Corruption and waste are also worth considering. Larger systems naturally create more of both and more efficiently hide corruption and waste. Though economies of scale favour large consumer bases, small, lean operations use resources efficiently and make hiding grift difficult.

By turning the country’s largest cities into provinces, significant decentralization would occur without radical changes to the constitution or other legal edifices. This would provide services better tailored to the population being served, making all citizen better off. We might also see service delivery efficiency improve as provincial power centres shift and then re-align.

Principle: Provincial Capitals

One of the interesting aspects of capital cities, whether they are provincial or national, is how important they are to the economic life of the district. Another interesting aspect is how much of the economic life of a district gets subsumed into the capital city to the detriment of other areas.

By turning large cities into provinces, the provincial capital would change in five provinces. Assuming size to be the deciding factor in choosing a new capital, in Manitoba, the second largest city (Brandon) would become the capital. In Alberta, BC and Quebec, it would be the third largest city (Red Deer, Burnaby, and Laval. respectively) And in Ontario, the sixth largest city (London) would become the provincial capital. Considerations other than size might also prevail in choosing new capitals, though.

All of the new capitals would immediately start to benefit from increased political and economic activity. New civic centres would bring new energy to the entire region, upsetting old power structures without destroying the foundations of governance Canadians rely on.

The move of capital cities into more rural areas would drive development money deeper into rural areas instead of coalescing in the largest cities. Canada, for all its advantages, remains woefully under developed outside of the major cities. Since some areas are highly developed, they receive outsized attention, creating resentments that sometime boil into cries of secession.

Force: Secession

While most Canadians are well aware of the desire of Quebec to secede from Canada, few seem aware of similar western desires (usually centred on Alberta, but hardly exclusive to Alberta). Even many of the people living in Alberta that I talk to are unaware of how large the support for such a breakup is.

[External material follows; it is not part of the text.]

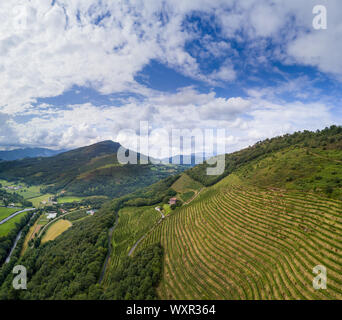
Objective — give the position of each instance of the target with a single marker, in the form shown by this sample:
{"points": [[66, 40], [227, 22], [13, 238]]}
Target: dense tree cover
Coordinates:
{"points": [[137, 277], [7, 242], [7, 268], [329, 138], [8, 197], [68, 266]]}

Yet federalism should provide a mechanism for different provinces or territories to rule themselves differently and work together to solve problems. The failure of federalism at this moment is the centralization of power that has happened which leaves provinces at the mercy of federal government decisions. Instead, the provinces should be confident about setting the direction and taking action for their constituents in ways that make most sense to those citizens.

The relationship between the federal and provincial governments would certainly change. Would the increase in the number of provinces, each dramatically different from the next, weaken the federal government, allowing control to be more localized? Or would it go the other way with increased federal power as the provinces squabble amongst themselves? Would we see a block of powerful rural provinces emerge? Or a powerful block of urban provinces? Or something else entirely?

There is evidence that points to smaller states being more likely to thrive than larger ones. Several European States and Singapore prove instructive in this regard. So, the argument of being too small to survive doesn’t seem viable, especially if the larger body of Canada remains intact and we start having more productive conversations.

Wrap Up

Whatever happens, such a change ensures the status quo would not be sustainable. Canada would change and those changes would have massive knock-on effects, some predictable and others not.

I’d love to hear your thoughts about this. Perhaps I’m “sucking slough water”. If so, please do let me know, as all that algae is not going to improve my diet.